Bombay did his best to make the shot, but the puck hit the goal post and flew outside the goal, causing the other team to win. This left little Bombay sad and Reilly disappointed and bitter over the defeat.
The Mighty Ducks[]
Years passed and Gordon became a full-grown man. Even so, Coach Reilly remained active in the game. At a pee-wee hockey game, he met up with his old student again, and was still bitter about the defeat in 1973. This was evidenced by a series of banners in the rink, all hailing how the Hawks won that year, save for one different colored banner which hailed the team's second place finish in 1973. Reilly remarked to Bombay "I wish they would take that one down". During the game with District 5 the Hawks beat the D5 team 17-0. Before he left the rink he told Bombay that it was a good game...for him.
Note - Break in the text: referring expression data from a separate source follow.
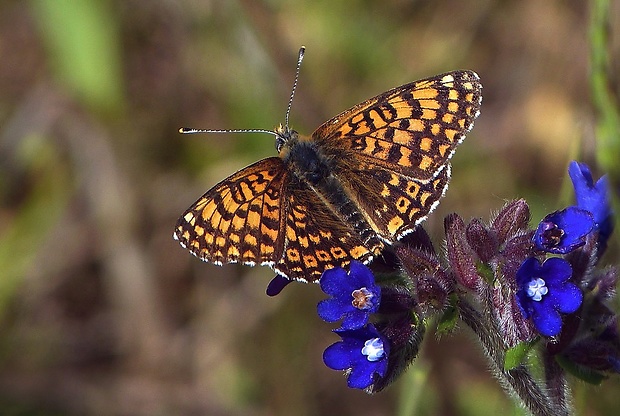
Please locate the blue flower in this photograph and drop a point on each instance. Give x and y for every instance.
(362, 353)
(592, 197)
(354, 296)
(563, 231)
(545, 291)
Reilly was present when Gordon appeared with a pee-wee hockey representative stating that the star player for the Hawks, Adam Banks was playing for the wrong team of the league and should be transferred to the Mighty Ducks. Reilly saw this as a low-handed act by Bombay and scolded Bombay, saying that he could've been "one of the greats" due to his teaching, but now was a "never was".
Adam Banks's father and Coach Reilly would then communicate with the pee-wee hockey administration cutting a deal with them that Banks would stay on the Hawks until the season is over, and that when the season was over they would re-draft the line correctly. The condition was that Gordon withdraw his protest. Gordon refused of course, stating that his protest was the correct thing to to, then he let Reilly know that he would see him in the playoffs.
In the championship game of the Ducks vs the Hawks, Reilly would try everything to win since Banks was now on the Ducks. He had two of his players take out Adam Banks so that he could not help the Ducks win. This was noticed by Gordon, who then told Reilly that he now regretted “spen[ding] all those years thinking about what [Reilly] said” and vowed to defeat him. Due to the Hawks tripping Charlie Conway, the Ducks had a penalty shot, which Bombay said that Charlie should take to finish what he started. Charlie did the triple-deke maneuver that Gordon taught him and won the championship for the Ducks much to Coach Reilly's devastation.
Legacy[]
It is unknown what happened to Jack Reilly after the first film. During the game he did state that if the Hawks lost the game, no one would make the team next year, meaning that he would fire the roster. It is likely that he retired from coaching, as the Hawks appear in The Mighty Ducks: Game Changers wearing orange instead of black. It is also likely that he passed away before the events of the show.
Reilly could arguably be considered the main antagonist of the first film and franchise, since he set the events in motion for Gordon and the Mighty Ducks by the Hawks defeat in 1973.
Trivia[]
- Coach Jack Reilly is similar to John Kreese from the Karate Kid (1984) in the following:
- Both are corrupt coaches who want to win.
- Both have forced their athletes/students to cheat to win.
- Both of them wear black.
- Since Lane Smith passed away in 2005, it is highly likely that Coach Reilly is deceased by the time of Mighty Ducks: Game Changers, although a possibility exists for his backstory.